10.3 This protocol does not alter the parties’ duties to disclose documents under any professional regulation or under general law.
It is important to comply with Pre-Action Protocols to enable parties to settle issues between themselves avoiding resources of the Court. Instances of non-compliance may be fatal to a litigation case and may result in costs sanctions.
Obtaining solicitors’ advice on disclosure
We are experienced, specialist litigation lawyers and can advise you on applications for disclosure.
Solicitors are under a duty to investigate the position carefully and to ensure so far as is possible that full and proper disclosure of all relevant documents is made.
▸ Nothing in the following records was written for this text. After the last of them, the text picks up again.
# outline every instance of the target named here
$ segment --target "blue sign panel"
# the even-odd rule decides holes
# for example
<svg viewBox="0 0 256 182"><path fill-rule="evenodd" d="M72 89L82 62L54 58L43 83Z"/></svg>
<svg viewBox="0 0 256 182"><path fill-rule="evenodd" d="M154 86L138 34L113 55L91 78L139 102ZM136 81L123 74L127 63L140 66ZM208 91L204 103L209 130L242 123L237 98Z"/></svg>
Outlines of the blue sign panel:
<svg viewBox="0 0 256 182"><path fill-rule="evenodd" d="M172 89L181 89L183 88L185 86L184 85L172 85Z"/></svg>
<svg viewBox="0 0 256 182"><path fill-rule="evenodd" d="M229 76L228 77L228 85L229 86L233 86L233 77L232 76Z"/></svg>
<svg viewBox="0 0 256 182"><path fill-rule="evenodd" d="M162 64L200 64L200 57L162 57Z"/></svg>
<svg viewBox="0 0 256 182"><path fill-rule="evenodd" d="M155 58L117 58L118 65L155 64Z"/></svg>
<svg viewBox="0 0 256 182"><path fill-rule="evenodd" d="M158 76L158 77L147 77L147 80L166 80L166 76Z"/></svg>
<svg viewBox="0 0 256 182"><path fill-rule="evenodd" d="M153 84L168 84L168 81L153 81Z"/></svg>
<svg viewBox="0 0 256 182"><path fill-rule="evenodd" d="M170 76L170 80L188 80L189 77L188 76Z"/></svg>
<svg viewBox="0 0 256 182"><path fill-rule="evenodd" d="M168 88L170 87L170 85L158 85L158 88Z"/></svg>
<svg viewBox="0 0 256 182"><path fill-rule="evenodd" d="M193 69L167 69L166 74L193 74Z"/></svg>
Specialist litigation solicitors must carefully consider what might be the most appropriate approach to disclosure in your case including any applications to be made including pre-action disclosure and non party disclosure.
Advice on claims against negligent auditors
Auditors have a duty to look into the substantial accuracy of any given account, to ensure they correctly represent the state of the company’s affairs. This duty only requires the auditor to have been reasonably careful in their role.
In the instance where a claim of fraud is established in a company, the auditor will not automatically be held to have been negligent in failing to detect the fraud. Therefore, to establish whether an auditor has been negligent, it is necessary to prove that a reasonably competent auditor exercising normal skill and care would have identified the fraud.
In recent years it has become apparent that some of the more successful cases against negligent auditors have been where there has been a misunderstanding as to the degree of responsibility which the auditor was to assume in giving advice. Therefore, it is essential that you distinguish your claim between:
a) negligence which has been carried out contrary to agreed terms; or
b) a dispute that has arisen due to a misunderstanding regarding assumed duties of the auditor.